Financial panics such as our current situation are fraught with ironies.

Solutions are often sought from the selfsame experts who fueled the collapse with erroneous analyses. Those who are adept at seeing a coming calamity may not be equally equipped to solve the problem--diagnosis and cure are two very different disciplines. Even when financial regulators and financial institutions cause an economic collapse that burns down the house, society feels compelled to re-set the circuit breakers rather than rewire the house.
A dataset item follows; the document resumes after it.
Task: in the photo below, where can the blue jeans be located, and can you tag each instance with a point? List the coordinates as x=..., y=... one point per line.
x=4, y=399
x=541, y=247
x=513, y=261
In 1916, the Britannic became a hospital ship during World War I and hit a mine--and sunk within 55 minutes! What's the point? I don't really know--perhaps there isn't one. Still, makes you wonder.

Oct 6, 2008 6:48 pm

Excellent thought provoking post Bill. I posted several months ago the Asian Tiger crisis and was/am astounded how may similarities. Different Names , Different Places but the same impact. I remember very well how many investors , companies , politicians and investment firms bought the story. It made absolutely no sense then and am sitting on the sidelines when it comes to the Economic Miracle of China. Let’s see.

Oct 6, 2008 10:17 pm

Great post. How’d you do that “printer friendly” trick?

Oct 9, 2008 6:09 pm

Thanks for sharing that Bill.  I appreciate your contribution.

Oct 9, 2008 6:52 pm

Amen Bill. The CEO of AIG quite clearly said before the Hearings … " I was more concerned about my employees compensation and my time was being focused on currently accepted accounting practices ". As we jet away for a week at the Four Seasons in Carlsbad , CA and spend 400,000.00 as the company flames out.